Il convient de rappeler à cet égard que l'état relatif à la présence d'agent de dégradation biologique du bois établi par la société Sodimmo le 28 juin 2013, annexé à l'acte du 29 juin 2013, mentionnait qu'il n'avait pas été repéré d'indice de présence de termites ni d'autres agents de dégradation, et qu'aucun autre élément de fait n'est venu, depuis lors contredire ce diagnostic.
S'il est vrai que Monsieur Patrick E..., qui se présente comme ex-conjoint de Madame B..., a attesté le 28 février 2018 - étant observé que Monsieur A... et Madame B... ont assigné la société Secofi le 20 octobre 2014 -, de ce que cette dernière avait très mal vécu une précédente expérience d'acquisition d'une maison atteinte d'attaques de mérule, il l'est aussi que Monsieur A... n'a pas, dans le courriel adressé par lui à la société Secofi le 28 juin 2013 en vue de la préparation de l'acte sous seings privés, fait état d'une telle préoccupation parmi les éléments à intégrer dans l'acte 'en plus des diagnostics habituels'.
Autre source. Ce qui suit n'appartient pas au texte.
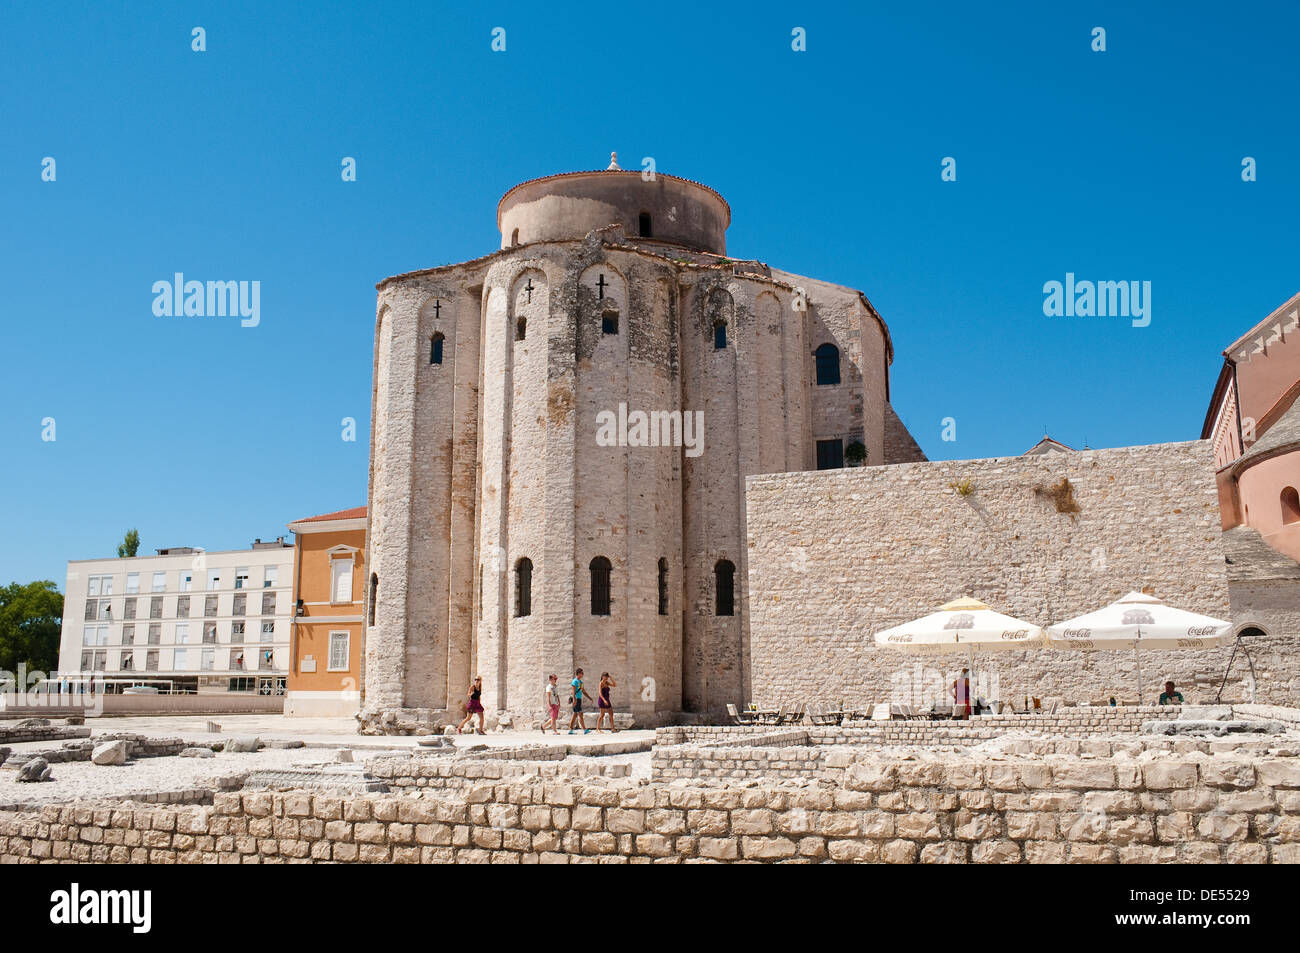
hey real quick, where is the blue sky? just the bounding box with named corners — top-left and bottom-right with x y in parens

La cour considère que la chance perdue par Monsieur A... et Madame B... est de 95 %, et il ne saurait leur être reproché de ne pas avoir recherché à minimiser leur préjudice en mettant en cause l'agent immobilier qui a pu les assister ou le notaire qui a reçu l'acte authentique pour n'avoir pas fait courir un nouveau délai de rétractation.
La société Secofi sera donc condamnée à leur verser la somme de 31 825€.
Elle sera également condamnée à verser, au titre de l'article 700 du Code de procédure civile, une indemnité de 4 000 € pour les frais irrépétibles de première instance et d'appel à Monsieur A... et Madame B..., et une indemnité de 2 000 € à Monsieur Y... et Madame Z..., divorcée Y....
La société Secofi sera condamnée également aux dépens de première instance et d'appel.
PAR CES MOTIFS:
La cour,
Après rapport fait à l'audience;
Vu son arrêt du 23 janvier 2018 et statuant sur ce qui reste à juger:
Condamne la Sarl Secofi à payer à Monsieur Hugues A... et Madame Emmanuelle B... une somme de 31 825€ à titre de dommages-intérêts en réparation du préjudice causé par son manquement à ses obligations contractuelles;
Condamne la Sarl Secofi à payer, au titre de l'article 700 du Code de procédure civile:
la somme de 4 000 € à Monsieur Hugues A... et Madame Emmanuelle B...,
la somme de 2 000 € à Monsieur Erwan Y... et Madame Judith Z..., divorcée Y...;
Rejette toutes autres demandes;
Condamne la Sarl Secofi aux dépens de première instance et d'appel.